Pas de pluie pour Ouaga

Il n’a pas plu à Ouagadougou depuis un mois alors que le pays est en pleine saison des pluies. Une situation qui risque de devenir critique si la pluie ne tombe pas d’ici la mi-juillet.

La saison des pluies a pris du retard au Burkina Faso. Alors que l’ouest du pays a enregistré ses premières pluies, le ciel de Ouagadougou reste désespérément sec. En un mois, la capitale et ses environs n’ont eu droit qu’à quelques gouttelettes qui ne mouillent même pas le sol. Le point de la situation avec Lamine Kouaté, directeur de l’Office national de l’eau du Burkina Faso (Onea) qui tente de faire face à la pénurie qui s’annonce.

Afrik : Quelles sont les prévisions météo ?

Lamine Kouaté : Pas fameuses. Elles ne prévoient pas de précipitations sur la capitale dans les jours à venir. Pourtant, il suffirait qu’il tombe 10 mm d’eau pendant une heure pour remplir l’un des barrages de 100 à 150 000 m3 d’eau.

Afrik : Y-a-t-il pénurie d’eau dans la ville ?

Lamine Kouaté : Qu’il ne pleuve pas ne veut pas dire qu’il n’y a plus d’eau dans les robinets. 65% des besoins en eau sont couverts. Nous avions prévu une bonne distribution jusqu’à fin mai. Pour lutter contre l’utilisation abusive de l’eau, le gouvernement a fait passer mercredi dernier une circulaire interdisant le lavage de véhicules, l’arrosage des jardins et le remplissage des piscines.

Afrik : Quels sont les autres moyens d’action de l’Etat ?

Lamine Kouaté : L’opération  » pluie provoquée « , qui a déjà fait ses preuves par le passé et qui consiste à bombarder les nuages avec des cristaux de sel afin de provoquer la pluie. Je suis partisan de cette méthode : c’est la seule solution, à condition d’avoir des nuages. Nous attendons de recevoir les produits en provenance d’Europe et des Etats-Unis pour mettre en oeuvre l’opération. Nous avons déjà les radars et les avions nécessaires. Il y a deux systèmes possibles : le bombardement des nuages par les avions et le bombardement à partir du sol, à travers des générateurs. Ce dernier sera effectué dans les jours qui viennent, dès qu’il y aura suffisamment de nuages.

Afrik : D’ici là, comment s’organise la population ?

Lamine Kouaté : Les gens doivent parcourir de longues distances pour remplir leurs bidons. Moi-même, je dois aller dans un autre quartier que le mien pour m’approvisionner. Dans la zone haute de la ville, la pression est trop faible et la population doit aller dans la zone basse où l’eau arrive à tout moment. Pour éviter la cohue, chacun a son jour et son heure. On prend de l’eau pour deux ou trois jours pour éviter de faire la queue quotidiennement.

Afrik : Pourtant, l’attente mène parfois à des incidents…

Lamine Kouaté : Les gens sont tendus et les attroupements peuvent provoquer des disputes pour une place.
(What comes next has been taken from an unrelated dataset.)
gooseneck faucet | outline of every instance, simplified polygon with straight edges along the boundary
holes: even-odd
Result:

Il arrive que les gens attendent l’eau dès 20h alors que le liquide n’arrive qu’à 2 ou 3 heures du matin. C’est très fatigant.

Afrik : Comment connaître les heures d’arrivée de l’eau ?

Lamine Kouaté : A l’Onea, nous faisons des délestages car nous savons dans quelles zones l’eau manque le plus. Nous prévenons les gens et leur donnons l’heure et l’endroit auxquels l’eau va arriver. Nous organisons aussi la distribution par camions-citernes. Une dizaine de camions tournent tous les jours dans les quartiers les plus secs. Six quartiers (sur les 30 que compte Ouagadougou, ndlr) sont desservis.

Afrik : Le prix de l’eau a décuplé…

Lamine Kouaté : Nous n’avons pas augmenté nos prix. Ce sont les revendeurs qui se font du beurre ! Vendre de l’eau au détail est une activité lucrative, même en temps normal. Là, bien sûr, cela a pris des proportions importantes. L’eau achetée à la fontaine 60 Fcfa le fût de 200 litres, est revendue à 2 000 Fcfa contre 200 Fcfa auparavant.

Afrik : Quel est le niveau des barrages qui alimentent la capitale ?

Lamine Kouaté : Nous avons quatre barrages. Les trois du centre-ville, d’une capacité totale de 6 millions de m3, sont secs. Les enfants jouent même dedans. Nous vivons sur les réserves du quatrième qui est le plus grand, avec 35 millions de m3.

Afrik : Combien de temps Ouagadougou pourra-t-elle tenir ?

Lamine Kouaté : Nous avons encore des réserves pour 45 jours. S’il n’a pas plu d’ici mi ou fin-juillet, la situation sera très critique.